Let’s add some z-score to the mix to amp up this query.

index=thrunt sourcetype=XmlWinEventLog EventCode=4688 Process_Name=notepad.exe

| bucket _time span=1h

| stats count as executions by _time

| eventstats avg(executions) as mean stdev(executions) as stdev

| eval lower_limit = mean - (2 * stdev), upper_limit = mean + (2 * stdev)

| eval z_score = (executions - mean) / stdev

| table _time executions mean stdev lower_limit upper_limit z_score

What this does:

Same bucketing and counting as before.
Calculates how many standard deviations each count deviates from the mean.
Flags anything with a Z-score above 3 or below -3 (because that’s 99.7% of “normal”).

Quick Refresher: The Empirical Rule (aka Why ±3 Matters)
68% of data falls within ±1 standard deviation
95% falls within ±2 standard deviations
99.7% falls within ±3 standard deviations
That’s why a Z-score beyond +3 or -3 is a huge red flag. Check here for the full stats, which are heavy on the details.

Example output:

What this tells us:

Z-score of +4? Eeek. That’s way outside the norm. Investigate ASAP.

Use Case 2: Failed Logins—Brute Force or Just Me Mistyping My Password?

Brute-force attacks often show up as a flood of failed logins. Let’s use z-scores to differentiate between a user forgetting their password and a brute force attack from a bad bot.

index=thrunt sourcetype=linux_secure action=failure

| bucket _time span=1h

| stats count as failed_logins by _time

| eventstats avg(failed_logins) as mean stdev(failed_logins) as stdev

| eval z_score = (failed_logins - mean) / stdev

Example output:

What this tells us:

50 failed logins in an hour when the average is 10? Ok, it definitely wasn’t me.

Use Case 3: Network Traffic—Detecting Data Exfiltration

Large outbound data transfers can signal exfiltration. Let’s find anomalies in outbound traffic volume.

index=thrunt sourcetype=firewall_logs direction=outbound

| bucket _time span=1h

| stats sum(bytes_out) as total_bytes by _time

| eventstats avg(total_bytes) as mean stdev(total_bytes) as stdev

| eval upper_bound = mean + (3 * stdev)

| eval lower_bound = mean - (3 * stdev)

| eval z_score = (total_bytes - mean) / stdev

| table _time z_score

Example output:

What this tells us:

See those Z-score spikes?! 👀 That’s not someone uploading thrunting memes.

Use Case 4: DNS Requests—C2 Beaconing Detection

Let’s look into a more subtle one. Anomalous DNS lookups can signal command-and-control (C2) activity.
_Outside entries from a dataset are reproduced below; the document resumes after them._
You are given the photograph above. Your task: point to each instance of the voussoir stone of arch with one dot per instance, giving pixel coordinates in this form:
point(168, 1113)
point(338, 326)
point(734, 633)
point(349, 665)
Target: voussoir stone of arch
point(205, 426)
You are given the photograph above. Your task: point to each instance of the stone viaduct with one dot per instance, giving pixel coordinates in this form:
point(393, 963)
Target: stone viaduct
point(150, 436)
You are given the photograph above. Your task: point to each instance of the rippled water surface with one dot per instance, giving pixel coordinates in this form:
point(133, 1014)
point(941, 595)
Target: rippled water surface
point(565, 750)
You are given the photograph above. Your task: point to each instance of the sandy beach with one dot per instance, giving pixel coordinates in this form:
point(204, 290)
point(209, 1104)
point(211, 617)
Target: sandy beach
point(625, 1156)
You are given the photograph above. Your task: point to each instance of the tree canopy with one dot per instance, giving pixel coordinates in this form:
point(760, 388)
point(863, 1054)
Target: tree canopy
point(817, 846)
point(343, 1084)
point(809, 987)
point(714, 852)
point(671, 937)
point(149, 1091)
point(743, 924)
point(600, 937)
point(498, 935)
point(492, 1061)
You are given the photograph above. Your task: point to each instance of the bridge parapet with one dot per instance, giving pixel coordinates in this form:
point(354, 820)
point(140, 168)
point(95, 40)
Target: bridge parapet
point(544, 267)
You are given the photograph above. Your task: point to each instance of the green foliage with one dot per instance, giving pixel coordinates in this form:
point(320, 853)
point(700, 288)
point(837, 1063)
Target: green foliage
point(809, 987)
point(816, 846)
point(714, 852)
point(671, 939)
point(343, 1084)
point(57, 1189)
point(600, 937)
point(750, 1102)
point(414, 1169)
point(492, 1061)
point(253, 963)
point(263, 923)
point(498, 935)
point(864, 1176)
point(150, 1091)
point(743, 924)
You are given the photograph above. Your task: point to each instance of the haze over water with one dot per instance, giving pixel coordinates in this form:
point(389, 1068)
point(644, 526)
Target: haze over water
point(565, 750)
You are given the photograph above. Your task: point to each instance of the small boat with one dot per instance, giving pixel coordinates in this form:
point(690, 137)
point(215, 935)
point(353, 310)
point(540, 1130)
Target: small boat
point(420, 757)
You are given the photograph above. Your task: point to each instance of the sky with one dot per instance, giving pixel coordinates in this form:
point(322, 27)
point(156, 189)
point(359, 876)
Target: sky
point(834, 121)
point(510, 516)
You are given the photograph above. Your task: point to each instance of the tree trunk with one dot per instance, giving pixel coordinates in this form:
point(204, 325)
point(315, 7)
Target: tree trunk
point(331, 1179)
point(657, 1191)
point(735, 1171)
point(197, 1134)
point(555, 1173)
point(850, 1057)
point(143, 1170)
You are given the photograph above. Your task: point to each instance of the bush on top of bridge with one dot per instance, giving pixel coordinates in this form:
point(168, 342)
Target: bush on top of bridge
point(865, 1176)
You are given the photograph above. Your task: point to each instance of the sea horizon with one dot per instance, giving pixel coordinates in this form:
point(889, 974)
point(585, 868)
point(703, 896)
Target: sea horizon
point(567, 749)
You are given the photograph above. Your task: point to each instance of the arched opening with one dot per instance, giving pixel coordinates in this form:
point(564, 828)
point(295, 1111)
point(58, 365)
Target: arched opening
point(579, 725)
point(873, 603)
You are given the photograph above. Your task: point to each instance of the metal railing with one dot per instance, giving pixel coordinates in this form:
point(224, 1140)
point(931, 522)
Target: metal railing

index=thrunt sourcetype=dns_logs

| bucket _time span=10m

| stats count as dns_requests by _time

| eventstats avg(dns_requests) as mean stdev(dns_requests) as stdev

| eval z_score = (dns_requests - mean) / stdev

Example output:

What this tells us:

Small spike in requests in 10 minutes? Seems like nothing, but the z-score says “hey, check this one out!” Z-scores can really help when we are trying to catch those subtle anomalies that other techniques might miss out on.